= Limiting case (philosophy of science) =

In the philosophy of science, under the correspondence principle, a limiting case theory is an earlier theory which becomes incorporated into a later, usually broader theory; that is to say, the earlier (limiting case) theory proves to be a special or limited case of the later theory. Technically, a theory is said to be a limiting case of another, later theory when and if the later theory subsumes the theoretical relations and apparent referents of the earlier one.
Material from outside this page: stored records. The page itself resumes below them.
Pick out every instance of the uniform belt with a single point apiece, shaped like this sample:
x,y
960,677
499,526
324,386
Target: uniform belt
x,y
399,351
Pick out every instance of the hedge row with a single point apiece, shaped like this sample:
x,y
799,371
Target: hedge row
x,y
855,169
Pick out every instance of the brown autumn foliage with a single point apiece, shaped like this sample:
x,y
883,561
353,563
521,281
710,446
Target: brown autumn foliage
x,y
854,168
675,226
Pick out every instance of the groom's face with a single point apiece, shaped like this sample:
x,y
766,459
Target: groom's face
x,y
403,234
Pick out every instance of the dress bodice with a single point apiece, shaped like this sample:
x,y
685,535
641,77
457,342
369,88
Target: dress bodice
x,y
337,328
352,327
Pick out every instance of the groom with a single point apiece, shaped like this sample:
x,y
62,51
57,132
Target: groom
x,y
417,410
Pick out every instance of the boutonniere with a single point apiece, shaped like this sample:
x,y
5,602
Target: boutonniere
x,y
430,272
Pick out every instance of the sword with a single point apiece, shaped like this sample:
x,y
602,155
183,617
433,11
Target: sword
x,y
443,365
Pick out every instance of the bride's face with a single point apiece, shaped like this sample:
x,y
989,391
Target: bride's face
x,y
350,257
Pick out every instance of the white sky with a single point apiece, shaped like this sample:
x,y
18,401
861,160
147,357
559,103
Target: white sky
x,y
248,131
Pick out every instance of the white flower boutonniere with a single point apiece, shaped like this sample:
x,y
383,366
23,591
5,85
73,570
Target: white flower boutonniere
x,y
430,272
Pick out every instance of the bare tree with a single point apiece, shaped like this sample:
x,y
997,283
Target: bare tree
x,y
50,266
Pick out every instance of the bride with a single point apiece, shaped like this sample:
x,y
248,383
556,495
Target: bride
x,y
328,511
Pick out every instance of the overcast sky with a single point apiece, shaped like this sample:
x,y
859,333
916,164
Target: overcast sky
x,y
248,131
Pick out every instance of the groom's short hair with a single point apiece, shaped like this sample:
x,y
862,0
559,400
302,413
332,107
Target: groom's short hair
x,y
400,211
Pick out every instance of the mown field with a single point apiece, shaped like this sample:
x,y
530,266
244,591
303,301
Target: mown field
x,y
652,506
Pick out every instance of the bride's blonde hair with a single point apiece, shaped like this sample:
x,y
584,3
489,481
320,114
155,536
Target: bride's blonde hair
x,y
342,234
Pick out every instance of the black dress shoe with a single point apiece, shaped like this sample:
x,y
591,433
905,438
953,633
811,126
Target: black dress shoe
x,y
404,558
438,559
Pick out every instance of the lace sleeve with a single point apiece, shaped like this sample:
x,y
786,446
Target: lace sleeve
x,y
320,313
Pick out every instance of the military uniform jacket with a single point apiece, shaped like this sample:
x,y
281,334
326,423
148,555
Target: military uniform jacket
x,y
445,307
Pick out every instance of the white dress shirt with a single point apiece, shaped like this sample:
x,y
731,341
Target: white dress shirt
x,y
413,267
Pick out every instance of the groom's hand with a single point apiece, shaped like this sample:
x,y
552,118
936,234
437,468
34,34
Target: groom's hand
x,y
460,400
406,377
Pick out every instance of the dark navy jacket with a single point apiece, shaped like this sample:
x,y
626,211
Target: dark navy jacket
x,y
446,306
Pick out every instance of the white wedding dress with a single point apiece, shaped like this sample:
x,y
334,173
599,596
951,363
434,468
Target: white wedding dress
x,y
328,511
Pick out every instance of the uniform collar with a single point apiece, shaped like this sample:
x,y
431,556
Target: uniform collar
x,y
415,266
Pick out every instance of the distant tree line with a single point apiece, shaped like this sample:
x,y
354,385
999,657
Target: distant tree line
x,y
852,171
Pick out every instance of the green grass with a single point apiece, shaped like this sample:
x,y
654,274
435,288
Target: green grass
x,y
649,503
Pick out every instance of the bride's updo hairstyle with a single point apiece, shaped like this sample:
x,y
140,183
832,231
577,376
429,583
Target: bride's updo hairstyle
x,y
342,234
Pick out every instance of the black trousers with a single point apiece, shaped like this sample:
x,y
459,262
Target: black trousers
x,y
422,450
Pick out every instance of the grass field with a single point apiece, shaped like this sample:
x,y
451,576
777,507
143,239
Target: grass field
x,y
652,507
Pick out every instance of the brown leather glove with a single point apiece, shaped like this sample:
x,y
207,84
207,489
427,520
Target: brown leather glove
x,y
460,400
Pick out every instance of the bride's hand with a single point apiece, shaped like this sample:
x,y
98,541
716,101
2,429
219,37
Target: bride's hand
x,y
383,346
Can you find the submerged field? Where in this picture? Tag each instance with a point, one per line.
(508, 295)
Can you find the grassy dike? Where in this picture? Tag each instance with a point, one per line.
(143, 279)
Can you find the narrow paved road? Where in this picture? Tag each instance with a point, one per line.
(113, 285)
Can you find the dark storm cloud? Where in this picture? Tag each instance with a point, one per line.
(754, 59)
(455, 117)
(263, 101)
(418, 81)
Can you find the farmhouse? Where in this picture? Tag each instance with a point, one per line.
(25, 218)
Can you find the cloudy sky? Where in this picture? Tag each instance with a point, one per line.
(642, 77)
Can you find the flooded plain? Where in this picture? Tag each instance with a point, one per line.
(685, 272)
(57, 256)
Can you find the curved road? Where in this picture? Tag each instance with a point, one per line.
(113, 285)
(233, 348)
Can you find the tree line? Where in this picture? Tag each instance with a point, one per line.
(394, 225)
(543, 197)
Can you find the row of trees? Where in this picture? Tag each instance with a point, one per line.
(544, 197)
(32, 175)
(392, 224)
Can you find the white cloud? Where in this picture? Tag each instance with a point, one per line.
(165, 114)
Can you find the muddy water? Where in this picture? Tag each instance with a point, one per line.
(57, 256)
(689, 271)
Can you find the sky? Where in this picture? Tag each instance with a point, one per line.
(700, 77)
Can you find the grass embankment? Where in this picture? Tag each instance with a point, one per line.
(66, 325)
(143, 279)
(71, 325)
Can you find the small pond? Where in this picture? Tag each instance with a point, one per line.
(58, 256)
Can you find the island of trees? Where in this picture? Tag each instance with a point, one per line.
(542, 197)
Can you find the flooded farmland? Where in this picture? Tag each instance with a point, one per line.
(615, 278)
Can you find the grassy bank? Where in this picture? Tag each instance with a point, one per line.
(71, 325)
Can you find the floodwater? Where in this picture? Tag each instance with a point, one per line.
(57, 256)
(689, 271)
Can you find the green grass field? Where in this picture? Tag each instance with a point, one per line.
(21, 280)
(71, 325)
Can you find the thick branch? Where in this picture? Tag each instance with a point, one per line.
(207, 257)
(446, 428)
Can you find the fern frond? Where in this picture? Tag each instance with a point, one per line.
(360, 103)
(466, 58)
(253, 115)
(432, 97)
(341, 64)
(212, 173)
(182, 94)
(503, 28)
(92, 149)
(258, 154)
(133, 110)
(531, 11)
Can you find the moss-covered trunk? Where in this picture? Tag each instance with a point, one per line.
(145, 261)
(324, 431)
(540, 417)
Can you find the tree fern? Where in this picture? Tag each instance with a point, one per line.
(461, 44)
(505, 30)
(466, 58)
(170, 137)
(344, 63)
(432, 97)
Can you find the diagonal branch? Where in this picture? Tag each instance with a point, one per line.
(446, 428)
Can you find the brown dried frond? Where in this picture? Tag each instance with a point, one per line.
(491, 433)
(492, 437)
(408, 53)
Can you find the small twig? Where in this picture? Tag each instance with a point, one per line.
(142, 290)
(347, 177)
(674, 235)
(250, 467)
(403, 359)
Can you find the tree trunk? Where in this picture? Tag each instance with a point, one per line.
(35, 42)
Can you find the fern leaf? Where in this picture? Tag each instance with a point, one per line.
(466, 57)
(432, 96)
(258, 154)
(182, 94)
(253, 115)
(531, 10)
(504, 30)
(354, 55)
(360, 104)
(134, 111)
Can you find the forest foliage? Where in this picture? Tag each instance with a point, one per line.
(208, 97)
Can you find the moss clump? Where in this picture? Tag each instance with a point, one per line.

For example, physicists agree that classical mechanics constitutes a low-energy limiting case of relativity theory.

In words of Larry Laudan, realist philosophers use this phrase in the sense that the theory "T_{1} can be a limiting case of [the theory] T_{2} only if (a) all the variables (observable and theoretical) assigned a value in T_{1} are assigned a value by T_{2} and (b) the values assigned to every variable of T_{1} are the same as, or very close to, the values T_{2} assigns to the corresponding variable when certain initial and boundary conditions—consistent with T_{2}—are specified".

The idea that a theory (in our previous example, Newtonian mechanics) that is close to being true (i.e., that is verisimil) converges as a limiting case into a superior theory (in this example, relativistic mechanics) can be an argument for scientific realism, as the theoretical entities postulated by the previous theories are still considered existent (if one assumes semantic realism, they are considered existent because they are referred to) in the successor theories.